Pillar number two is to peer carefully into the chaos of difficult times for your calling. Here I write about Thoreau and how, from his own little village in Concord, he managed to change the world. It was from his one night in jail to protest slavery that he wrote his brilliant essay on civil disobedience.

There are two major points to make about pillar number two. The first one is to look at your own surroundings for where you can you make a difference. This is what Thoreau did. The second point is to look for the gift in the wound. Harriet Beecher Stowe is my example of that. She wrote Uncle Tom’s Cabin as a way to come to grips with the death of her two-year-old son Charlie, who tragically died of cholera. In her grief, she began to identify with slave mothers whose children had been ripped away from them on the auction block. This wound made her an absolutely fearless champion of abolition.

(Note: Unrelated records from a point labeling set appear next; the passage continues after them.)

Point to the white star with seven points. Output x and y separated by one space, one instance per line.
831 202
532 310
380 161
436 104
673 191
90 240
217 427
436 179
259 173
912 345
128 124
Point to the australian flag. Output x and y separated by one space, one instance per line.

The third pillar is to understand that personal fulfillment and the common good must arise together. In writing about the duty inherent in this fulfillment, I use the story of Charles Russell Lowell, a brilliant young soldier who left his studies at Harvard to sacrifice himself in the Civil War. I use that chapter to look at the contemplative tradition’s view of war. It’s almost always seen as a sin, but occasionally there is something called a just war. A just war can be a war in which you fight against a whole population being enslaved.

The fourth pillar is understanding that you are not the doer. When you turn it all over to a higher power, you have the experience of being a channel for something that’s bigger than you are. Accepting the fact that something is being done through you, makes one very humble. You may not even understand it while it is happening, but it can have a profound outcome.